PAINTINGS: “The Determined Sailor” and the Art of Perseverance

Determined Sailor036

Richard Bledsoe “The Determined Sailor” oil on canvas 48″ x 36″

circa 2006

I must admit, there was a point I didn’t keep very good records. So I find myself uncertain of the exact timing of a certain troubled interlude in my life. The best I can reckon it, it probably ran from about 2004 to 2005.

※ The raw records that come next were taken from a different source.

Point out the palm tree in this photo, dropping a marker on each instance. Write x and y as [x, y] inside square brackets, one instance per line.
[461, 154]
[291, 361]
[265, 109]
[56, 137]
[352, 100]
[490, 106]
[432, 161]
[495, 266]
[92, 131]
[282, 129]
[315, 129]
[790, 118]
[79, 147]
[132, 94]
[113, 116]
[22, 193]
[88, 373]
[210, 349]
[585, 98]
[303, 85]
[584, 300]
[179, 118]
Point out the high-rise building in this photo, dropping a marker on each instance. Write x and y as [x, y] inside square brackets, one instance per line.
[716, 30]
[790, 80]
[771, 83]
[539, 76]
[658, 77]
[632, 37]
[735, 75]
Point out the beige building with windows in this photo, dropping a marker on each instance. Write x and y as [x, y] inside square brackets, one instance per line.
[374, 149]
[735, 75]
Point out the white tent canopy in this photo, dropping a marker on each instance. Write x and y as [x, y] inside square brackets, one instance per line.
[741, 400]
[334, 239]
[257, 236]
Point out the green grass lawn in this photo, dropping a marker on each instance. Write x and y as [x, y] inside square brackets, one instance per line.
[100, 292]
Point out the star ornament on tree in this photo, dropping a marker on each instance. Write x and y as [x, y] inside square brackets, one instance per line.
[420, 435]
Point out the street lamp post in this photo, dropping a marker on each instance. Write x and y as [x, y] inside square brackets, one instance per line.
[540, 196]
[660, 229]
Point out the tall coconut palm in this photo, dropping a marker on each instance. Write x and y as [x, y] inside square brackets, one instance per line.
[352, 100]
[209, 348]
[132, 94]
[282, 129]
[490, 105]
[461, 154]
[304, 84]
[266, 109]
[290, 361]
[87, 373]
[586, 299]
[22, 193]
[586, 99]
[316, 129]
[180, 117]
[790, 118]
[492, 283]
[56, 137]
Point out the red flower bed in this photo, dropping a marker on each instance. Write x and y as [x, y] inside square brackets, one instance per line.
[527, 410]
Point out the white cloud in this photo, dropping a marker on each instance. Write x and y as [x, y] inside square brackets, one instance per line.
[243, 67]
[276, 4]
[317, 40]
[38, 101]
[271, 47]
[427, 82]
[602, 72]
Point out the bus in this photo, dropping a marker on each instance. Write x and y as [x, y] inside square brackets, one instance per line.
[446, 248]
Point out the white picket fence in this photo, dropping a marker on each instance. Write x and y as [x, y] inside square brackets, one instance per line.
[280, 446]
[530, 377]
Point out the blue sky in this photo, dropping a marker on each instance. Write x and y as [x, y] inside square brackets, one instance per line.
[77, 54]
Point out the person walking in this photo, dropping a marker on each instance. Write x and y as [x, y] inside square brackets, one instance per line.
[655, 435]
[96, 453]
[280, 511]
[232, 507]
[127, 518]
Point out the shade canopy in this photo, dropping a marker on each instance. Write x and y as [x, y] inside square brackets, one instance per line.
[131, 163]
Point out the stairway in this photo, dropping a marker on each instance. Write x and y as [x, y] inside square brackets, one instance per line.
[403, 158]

I graduated with my BFA in painting from Virginia Commonwealth University in 1993. In all the years since, I’ve never stopped painting; but during this dark period, my production slowed to a crawl. I had become fascinated with working on wood panels, a  rigid, unyielding surface to paint on. When things were clicking I had made some really inspired pieces in this format, but during this ebb of my artistic energy I couldn’t overcome the resistance of the medium, and even worse, the resistance in my spirit.

I made some truly terrible paintings during this period. If I get really brave some day, I will post those incompetent, blighted images. There are a lot of unfinished panels, and even the ones I called completed are in no way resolved. I haven’t gotten rid of them. They live in my garage now, safely out of sight.

But worst of all, the visions ceased. The basis of my art, the fully formed pictures that come out of nowhere, the profoundly meaningful images that are revealed to me in unexpected flashes, stopped appearing. It was like losing the key to Wonderland.

It could have been the end of my art. Things were really that bleak and frustrating. But it’s not the way I chose to approach life, to be a passive recipient, battered by forces out of my control.  Once I saw the real jeopardy I was in, I took action.

I decided no more wood panels. I went back to first principles, and constructed a canvas  in the same format I had been taught in my first semester of Beginning Painting, back in 1991: a wooden frame 3 feet by 4 feet, the canvas stretched by hand, and stapled, and gessoed.

For the image I also reached back to an earlier time. I remembered an idle doodle I had once drawn in ballpoint pen on the back of a flier, during a dull afternoon of gallery watching many years before. That was the icon I needed now.

The result of this effort at renewal became the painting “The Determined Sailor.” This was how I felt then. There’s also some Popeye in there, and some Winslow Homer. So much gets poured into each painting, it’s impossible to summarize all the inferences and connotations.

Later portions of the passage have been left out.